How Alcohol Affects Your Body As You Consume More

When you go out for drinks with friends, what happens inside you as you begin to consume alcohol?  Some of what you’ll learn here will help explain why so many people drive drunk and why so many DUI arrests occur each year. It’s also why DUI attorneys make a pretty good living.

In this Drunk Drivers Rights guide we discuss the ways that alcohol affects your body as you consume more.

The First Drink

When alcohol hits your stomach, it is absorbed by the small intestine almost immediately. It enters the blood stream and heads for the brain. There, it produces an elevated feeling. Years before being under the influence of drugs was termed being high, the word was associated with drinking. Today, we might call it being buzzed.

The Next Few Drinks

When you have a few more drinks, the alcohol affects your body in different ways as you consume more. Your body will attempt to rid itself of alcohol through urine and through your breath, and that’s why urine and alcohol tests are used to gauge blood alcohol content. It’s also why you feel dehydrated the next day.  After several more drinks, you may begin to feel less buzzed and more drunk.

Early Drunk Stage

Your tolerance to alcohol and factors such as your fitness will determine how many drinks it will take for you to start to feel legitimately drunk. Alcohol begins to work its way through your brain, and as it does, it shuts down some aspects of brain function. Here’s how alcohol affects your body as you consume more at this point.

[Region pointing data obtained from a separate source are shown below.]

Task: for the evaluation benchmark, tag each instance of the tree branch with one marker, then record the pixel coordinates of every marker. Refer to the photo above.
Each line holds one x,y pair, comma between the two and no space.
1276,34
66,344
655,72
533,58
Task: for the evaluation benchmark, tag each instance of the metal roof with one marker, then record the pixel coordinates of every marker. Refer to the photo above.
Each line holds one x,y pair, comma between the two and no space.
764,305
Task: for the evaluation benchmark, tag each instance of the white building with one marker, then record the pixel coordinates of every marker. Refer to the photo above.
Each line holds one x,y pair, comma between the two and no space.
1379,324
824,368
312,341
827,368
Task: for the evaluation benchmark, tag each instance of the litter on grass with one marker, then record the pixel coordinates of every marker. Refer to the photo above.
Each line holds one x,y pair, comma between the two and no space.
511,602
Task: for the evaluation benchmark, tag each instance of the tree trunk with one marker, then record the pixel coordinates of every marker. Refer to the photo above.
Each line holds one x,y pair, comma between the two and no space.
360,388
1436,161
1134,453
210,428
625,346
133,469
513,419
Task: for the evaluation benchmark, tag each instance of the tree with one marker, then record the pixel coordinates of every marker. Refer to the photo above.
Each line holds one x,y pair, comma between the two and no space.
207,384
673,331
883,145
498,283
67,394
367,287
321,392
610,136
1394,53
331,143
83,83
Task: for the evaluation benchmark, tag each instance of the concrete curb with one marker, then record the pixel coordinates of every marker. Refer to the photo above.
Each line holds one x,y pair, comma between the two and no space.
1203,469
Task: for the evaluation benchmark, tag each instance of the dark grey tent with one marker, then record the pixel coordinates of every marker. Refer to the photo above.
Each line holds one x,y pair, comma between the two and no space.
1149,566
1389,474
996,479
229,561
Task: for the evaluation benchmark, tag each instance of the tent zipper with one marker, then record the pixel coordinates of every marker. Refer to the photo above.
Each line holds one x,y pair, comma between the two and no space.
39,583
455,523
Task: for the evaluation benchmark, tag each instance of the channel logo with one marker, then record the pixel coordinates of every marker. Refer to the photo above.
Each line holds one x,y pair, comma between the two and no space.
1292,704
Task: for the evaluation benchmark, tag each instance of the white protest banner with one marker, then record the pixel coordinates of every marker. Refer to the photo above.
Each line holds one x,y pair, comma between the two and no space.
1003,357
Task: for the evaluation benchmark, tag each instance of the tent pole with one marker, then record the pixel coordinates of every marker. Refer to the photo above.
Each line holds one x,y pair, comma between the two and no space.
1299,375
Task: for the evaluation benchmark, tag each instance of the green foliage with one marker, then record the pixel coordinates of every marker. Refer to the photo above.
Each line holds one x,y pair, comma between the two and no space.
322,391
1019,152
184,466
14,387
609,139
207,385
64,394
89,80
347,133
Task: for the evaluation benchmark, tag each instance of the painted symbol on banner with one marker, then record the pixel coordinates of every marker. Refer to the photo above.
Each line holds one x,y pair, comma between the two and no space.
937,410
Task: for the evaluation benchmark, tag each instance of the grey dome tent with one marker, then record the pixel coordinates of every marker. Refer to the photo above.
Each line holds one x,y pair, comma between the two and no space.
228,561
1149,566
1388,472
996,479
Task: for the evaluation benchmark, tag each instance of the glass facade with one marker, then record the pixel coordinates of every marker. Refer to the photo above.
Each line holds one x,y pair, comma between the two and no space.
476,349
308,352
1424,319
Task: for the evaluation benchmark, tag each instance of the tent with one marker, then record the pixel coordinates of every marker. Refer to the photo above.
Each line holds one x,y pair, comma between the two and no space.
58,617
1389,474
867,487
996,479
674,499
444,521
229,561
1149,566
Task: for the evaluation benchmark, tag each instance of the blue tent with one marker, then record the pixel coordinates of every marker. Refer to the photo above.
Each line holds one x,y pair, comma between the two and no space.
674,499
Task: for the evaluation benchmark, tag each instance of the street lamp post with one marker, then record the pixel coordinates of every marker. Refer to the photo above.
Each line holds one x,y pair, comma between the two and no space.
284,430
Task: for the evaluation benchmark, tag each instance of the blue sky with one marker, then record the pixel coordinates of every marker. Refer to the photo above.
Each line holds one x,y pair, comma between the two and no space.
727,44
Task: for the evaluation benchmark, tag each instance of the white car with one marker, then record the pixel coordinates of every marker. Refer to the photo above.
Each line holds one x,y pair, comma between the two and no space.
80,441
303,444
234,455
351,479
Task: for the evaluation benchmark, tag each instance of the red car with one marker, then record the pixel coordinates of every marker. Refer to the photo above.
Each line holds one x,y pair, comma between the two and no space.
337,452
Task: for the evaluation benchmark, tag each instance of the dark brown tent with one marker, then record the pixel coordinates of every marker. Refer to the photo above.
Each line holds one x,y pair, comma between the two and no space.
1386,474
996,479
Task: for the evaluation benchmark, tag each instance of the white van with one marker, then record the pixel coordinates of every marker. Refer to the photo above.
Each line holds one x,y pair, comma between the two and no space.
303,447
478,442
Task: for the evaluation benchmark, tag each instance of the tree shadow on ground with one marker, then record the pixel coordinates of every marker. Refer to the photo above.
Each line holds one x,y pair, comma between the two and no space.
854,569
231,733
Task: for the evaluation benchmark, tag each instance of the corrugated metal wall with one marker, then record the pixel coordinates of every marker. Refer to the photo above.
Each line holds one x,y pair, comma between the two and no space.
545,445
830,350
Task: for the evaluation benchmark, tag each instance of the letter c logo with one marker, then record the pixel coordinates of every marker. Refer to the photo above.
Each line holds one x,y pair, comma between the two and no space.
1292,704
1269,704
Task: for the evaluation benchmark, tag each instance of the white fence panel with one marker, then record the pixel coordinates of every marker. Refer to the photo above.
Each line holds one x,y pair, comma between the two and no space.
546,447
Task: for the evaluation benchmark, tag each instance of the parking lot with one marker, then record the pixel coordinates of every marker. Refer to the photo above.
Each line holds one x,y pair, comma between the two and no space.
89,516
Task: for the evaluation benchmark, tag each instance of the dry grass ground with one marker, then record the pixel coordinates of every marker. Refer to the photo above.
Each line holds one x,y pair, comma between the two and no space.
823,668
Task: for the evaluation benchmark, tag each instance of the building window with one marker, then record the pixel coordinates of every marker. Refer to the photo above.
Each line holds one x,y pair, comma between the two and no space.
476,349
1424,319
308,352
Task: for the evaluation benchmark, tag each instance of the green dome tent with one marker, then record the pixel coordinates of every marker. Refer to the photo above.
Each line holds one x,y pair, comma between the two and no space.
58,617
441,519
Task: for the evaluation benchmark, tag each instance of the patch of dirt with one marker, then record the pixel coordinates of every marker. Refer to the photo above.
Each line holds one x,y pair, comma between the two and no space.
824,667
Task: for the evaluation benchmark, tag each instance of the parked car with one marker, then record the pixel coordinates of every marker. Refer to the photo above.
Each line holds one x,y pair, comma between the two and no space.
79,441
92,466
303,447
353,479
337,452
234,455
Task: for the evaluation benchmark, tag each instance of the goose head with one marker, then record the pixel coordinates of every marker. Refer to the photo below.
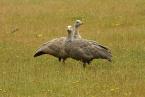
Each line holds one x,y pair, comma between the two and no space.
78,23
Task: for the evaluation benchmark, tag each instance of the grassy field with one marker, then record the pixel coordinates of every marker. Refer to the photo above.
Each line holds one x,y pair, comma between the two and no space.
118,24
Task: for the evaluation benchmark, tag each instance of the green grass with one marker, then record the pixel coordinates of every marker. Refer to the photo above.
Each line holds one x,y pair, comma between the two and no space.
119,24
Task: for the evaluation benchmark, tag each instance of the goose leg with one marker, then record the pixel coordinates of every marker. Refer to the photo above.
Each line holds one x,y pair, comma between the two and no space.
64,61
84,65
59,59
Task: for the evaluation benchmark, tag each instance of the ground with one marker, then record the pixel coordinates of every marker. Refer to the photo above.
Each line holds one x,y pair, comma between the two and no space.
117,24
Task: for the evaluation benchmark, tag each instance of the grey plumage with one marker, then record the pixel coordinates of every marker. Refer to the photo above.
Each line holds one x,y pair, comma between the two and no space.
85,50
55,47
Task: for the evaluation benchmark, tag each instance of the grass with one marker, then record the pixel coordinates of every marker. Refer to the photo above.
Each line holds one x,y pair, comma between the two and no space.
120,25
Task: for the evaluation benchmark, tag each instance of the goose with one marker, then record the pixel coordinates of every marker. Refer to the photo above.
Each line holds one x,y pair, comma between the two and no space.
85,50
76,30
55,47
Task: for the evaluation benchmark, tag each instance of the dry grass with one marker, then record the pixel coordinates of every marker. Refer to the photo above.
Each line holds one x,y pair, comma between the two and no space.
118,24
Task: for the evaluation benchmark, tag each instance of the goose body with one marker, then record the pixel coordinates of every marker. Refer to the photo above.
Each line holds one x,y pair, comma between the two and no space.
85,50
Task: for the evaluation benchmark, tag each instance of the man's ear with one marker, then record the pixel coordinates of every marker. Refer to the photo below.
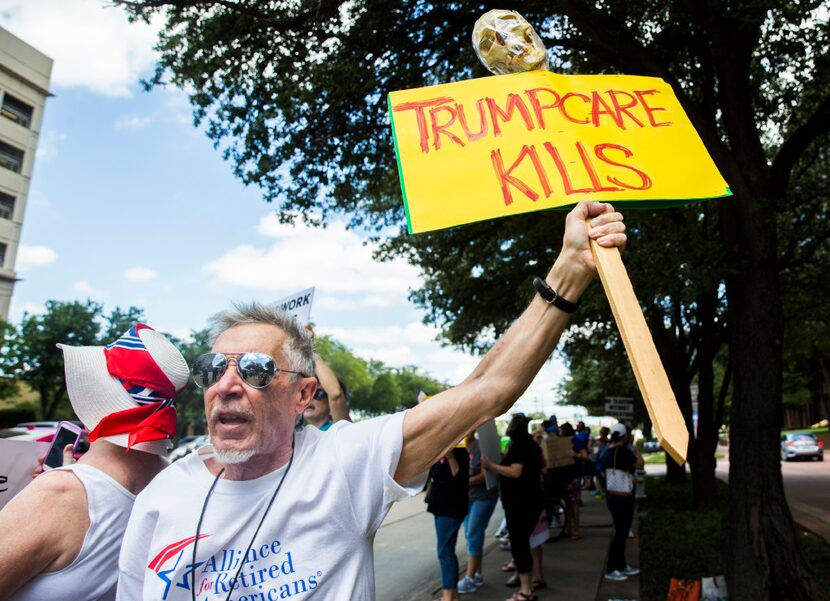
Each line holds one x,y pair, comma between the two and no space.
308,387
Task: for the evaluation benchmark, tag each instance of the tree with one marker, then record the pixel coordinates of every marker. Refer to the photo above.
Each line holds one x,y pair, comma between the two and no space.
190,408
411,382
34,357
8,385
120,321
752,75
386,394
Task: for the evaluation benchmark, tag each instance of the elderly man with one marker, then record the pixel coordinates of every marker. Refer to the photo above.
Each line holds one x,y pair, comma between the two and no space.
268,512
63,531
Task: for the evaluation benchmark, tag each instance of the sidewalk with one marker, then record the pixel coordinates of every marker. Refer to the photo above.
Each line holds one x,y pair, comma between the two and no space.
573,569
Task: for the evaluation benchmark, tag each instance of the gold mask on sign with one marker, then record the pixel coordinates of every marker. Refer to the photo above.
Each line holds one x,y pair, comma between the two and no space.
505,43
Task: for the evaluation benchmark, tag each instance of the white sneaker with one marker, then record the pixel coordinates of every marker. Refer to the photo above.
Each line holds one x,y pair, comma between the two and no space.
615,575
466,585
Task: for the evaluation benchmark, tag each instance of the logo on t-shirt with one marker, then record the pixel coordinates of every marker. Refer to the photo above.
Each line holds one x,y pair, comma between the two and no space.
174,552
268,572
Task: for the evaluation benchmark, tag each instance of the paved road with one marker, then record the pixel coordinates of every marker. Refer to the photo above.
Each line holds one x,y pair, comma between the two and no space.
405,560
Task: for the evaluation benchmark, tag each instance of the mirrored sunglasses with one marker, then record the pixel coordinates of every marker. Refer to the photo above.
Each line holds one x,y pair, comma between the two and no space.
256,369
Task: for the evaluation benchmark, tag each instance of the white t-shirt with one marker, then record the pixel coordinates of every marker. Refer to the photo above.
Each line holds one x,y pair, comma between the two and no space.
316,542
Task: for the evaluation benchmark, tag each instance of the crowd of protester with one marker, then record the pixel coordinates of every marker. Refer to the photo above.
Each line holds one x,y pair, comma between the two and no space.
124,524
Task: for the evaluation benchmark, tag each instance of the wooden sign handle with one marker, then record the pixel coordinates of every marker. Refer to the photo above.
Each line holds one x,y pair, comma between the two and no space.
648,369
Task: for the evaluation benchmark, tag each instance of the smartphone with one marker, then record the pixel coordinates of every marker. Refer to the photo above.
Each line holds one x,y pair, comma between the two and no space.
66,433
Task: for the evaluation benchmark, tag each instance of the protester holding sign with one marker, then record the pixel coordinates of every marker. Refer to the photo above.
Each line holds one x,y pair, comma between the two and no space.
330,403
267,510
447,502
482,503
520,477
124,394
618,463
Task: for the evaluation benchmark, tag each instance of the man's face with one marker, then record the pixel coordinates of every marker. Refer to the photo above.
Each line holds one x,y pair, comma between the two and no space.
318,408
249,421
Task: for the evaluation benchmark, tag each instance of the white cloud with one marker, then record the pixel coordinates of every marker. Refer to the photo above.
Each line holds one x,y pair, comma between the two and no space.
140,274
341,303
133,122
48,144
413,333
16,311
29,256
92,44
84,287
333,258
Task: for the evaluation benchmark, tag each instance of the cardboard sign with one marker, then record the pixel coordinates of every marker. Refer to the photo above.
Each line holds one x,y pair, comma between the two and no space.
556,450
298,305
18,458
496,146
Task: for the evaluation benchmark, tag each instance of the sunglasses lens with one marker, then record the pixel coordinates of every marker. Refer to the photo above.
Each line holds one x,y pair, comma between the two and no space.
208,368
257,369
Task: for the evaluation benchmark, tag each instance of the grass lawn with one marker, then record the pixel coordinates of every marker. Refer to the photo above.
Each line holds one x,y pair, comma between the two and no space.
678,542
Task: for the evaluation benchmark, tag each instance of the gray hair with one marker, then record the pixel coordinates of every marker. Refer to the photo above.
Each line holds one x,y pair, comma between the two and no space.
298,347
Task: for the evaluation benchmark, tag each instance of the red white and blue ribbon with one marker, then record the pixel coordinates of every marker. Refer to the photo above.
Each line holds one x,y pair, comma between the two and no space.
129,361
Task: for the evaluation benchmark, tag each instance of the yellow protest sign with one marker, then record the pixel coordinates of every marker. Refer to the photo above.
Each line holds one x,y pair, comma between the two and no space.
496,146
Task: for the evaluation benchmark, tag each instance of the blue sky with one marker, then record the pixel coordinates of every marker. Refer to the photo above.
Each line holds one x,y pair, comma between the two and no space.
131,205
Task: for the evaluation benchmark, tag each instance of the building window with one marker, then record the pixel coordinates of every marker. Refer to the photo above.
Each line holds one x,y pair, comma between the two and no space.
16,110
6,206
10,157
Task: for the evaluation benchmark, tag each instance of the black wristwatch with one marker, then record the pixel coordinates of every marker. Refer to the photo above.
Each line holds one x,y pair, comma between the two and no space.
550,296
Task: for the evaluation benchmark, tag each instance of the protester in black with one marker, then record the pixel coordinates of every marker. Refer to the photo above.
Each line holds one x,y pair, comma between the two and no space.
621,505
447,501
520,479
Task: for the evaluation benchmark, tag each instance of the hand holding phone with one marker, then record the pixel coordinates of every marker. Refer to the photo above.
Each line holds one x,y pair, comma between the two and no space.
66,434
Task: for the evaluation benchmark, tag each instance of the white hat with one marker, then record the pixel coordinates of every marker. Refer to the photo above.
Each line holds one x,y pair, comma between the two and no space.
140,369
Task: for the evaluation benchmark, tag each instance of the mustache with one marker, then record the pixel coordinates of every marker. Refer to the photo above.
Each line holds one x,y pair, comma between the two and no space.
225,412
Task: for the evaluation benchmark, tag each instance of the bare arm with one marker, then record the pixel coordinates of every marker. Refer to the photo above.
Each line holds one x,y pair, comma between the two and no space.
338,403
50,542
434,426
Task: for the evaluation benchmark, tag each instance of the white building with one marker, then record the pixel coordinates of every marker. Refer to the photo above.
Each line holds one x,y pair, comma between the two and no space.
24,87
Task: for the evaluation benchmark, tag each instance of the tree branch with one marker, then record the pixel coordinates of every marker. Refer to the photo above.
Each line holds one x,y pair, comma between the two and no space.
817,125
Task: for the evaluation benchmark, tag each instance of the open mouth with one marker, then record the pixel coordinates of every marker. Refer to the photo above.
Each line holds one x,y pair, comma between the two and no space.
233,418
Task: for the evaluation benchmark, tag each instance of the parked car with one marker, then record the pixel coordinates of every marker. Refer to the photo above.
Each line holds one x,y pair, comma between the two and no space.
651,446
187,447
801,446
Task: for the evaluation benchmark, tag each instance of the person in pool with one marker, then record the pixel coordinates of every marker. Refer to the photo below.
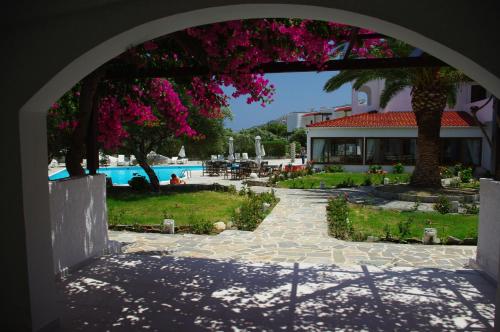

Alcohol affects the front of the brain first. This is where your higher brain functioning and mental reasoning takes place. When people begin to be drunk, their judgment becomes impaired because the alcohol is affecting the cerebral cortex. The function of this part of the brain has been called the superego. It’s the part of your mental capacity that is supposed to tell you, “maybe you’ve had enough to drink” or “that’s not a good idea.”  However, the alcohol you consume hinders the functioning of the cerebral cortex/superego.  Without this part of the brain functioning, you can begin to make bad decisions.

Late Drunk Stage

As you continue to consume alcohol, it next begins to affect a part of the brain known as the hippocampus. It is responsible for emotion and memory. Is this beginning to make sense?  First, you’ll begin to feel your emotions in an exaggerated way. If you’re happy, you’ll feel really happy. If you’re angry or blue, those feelings will be magnified and things might get ugly. When the hippocampus is fully under the influence, the ability to form memories is hindered. You won’t forget what you did…it’s more like you won’t remember it in the first place or the memories will be sketchy at best.

From Bad to Worse

If you don’t stop drinking, the next brain sections to be affected are the cerebellum and the medulla. The cerebellum controls balance and motor skills. An intoxicated cerebellum deserts you when you are trying to keep your car from weaving. It won’t help you when the officer asks you to walk in a straight heel-to-toe line or extend your arm and then touch the tip of your nose.

The medulla controls breathing and other functions necessary for life. If you don’t stop drinking before it is affected by alcohol, you’re no longer drunk. You’re poisoned, and death is a very real possibility. You won’t be able to get help for yourself. If you’re fortunate, a friend might take you to the ER where they’ll pump your stomach and take other measures to save your life.

This is how alcohol affects your body as you consume more. Having few drinks to relieve stress or socialize with friends is one thing. Poisoning the control centers of your brain is quite another. Don’t you think?